Grâce à de petites cellules 5G mobiles (stations radio mobiles appelées COW, Cell-on-Wheels), les unités de communication mobiles de l'armée peuvent établir un réseau 5G entièrement autonome pour les troupes sur le terrain, et elles peuvent utiliser les unités tactiques de réseau IP 5G de Data Respons pour communiquer.
Une telle configuration a déjà été testée dans le cadre du programme 5G-FUDGE, dans lequel DR Solutions est également intervenu pour soutenir les forces armées norvégiennes lors de leurs essais pilotes.
La flotte de surface de la Marine française équipée du système intranet sécurisé RIFAN 2
Akkodis a participé à un consortium dirigé par Airbus pour équiper la flotte de surface de la Marine nationale d'un système intranet sécurisé.
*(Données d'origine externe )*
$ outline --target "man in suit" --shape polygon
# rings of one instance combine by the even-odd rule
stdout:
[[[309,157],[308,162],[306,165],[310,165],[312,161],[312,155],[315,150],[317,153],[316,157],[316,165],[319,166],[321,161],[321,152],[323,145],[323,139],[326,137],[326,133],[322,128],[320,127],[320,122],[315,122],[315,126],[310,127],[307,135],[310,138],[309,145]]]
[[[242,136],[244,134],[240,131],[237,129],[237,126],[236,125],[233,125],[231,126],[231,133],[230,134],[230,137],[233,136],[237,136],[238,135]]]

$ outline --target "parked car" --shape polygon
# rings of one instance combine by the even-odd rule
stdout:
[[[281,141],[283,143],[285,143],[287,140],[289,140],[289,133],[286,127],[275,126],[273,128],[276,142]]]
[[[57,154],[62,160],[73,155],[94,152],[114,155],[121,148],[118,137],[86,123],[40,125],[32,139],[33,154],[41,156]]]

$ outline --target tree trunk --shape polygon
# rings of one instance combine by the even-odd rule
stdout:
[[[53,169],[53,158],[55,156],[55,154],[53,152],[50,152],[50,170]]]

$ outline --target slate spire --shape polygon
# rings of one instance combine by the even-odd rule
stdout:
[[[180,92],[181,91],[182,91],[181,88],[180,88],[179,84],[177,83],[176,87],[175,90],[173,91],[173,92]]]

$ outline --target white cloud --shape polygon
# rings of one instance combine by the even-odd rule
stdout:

Baptisé « Réseau Intranet de la Force Aéro-Navale étape 2 » (RIFAN 2), le système intranet a été embarqué sur plus de 60 navires militaires, allant des porte-avions et frégates de premier rang aux bâtiments de soutien en passant par les patrouilleurs basés outre-mer et les sous-marins.
Avec l'intégration de RIFAN 2, la Marine française a permis à tous ses navires en mer d'établir des liaisons sécurisées à large bande entre eux et avec le centre de commandement à terre.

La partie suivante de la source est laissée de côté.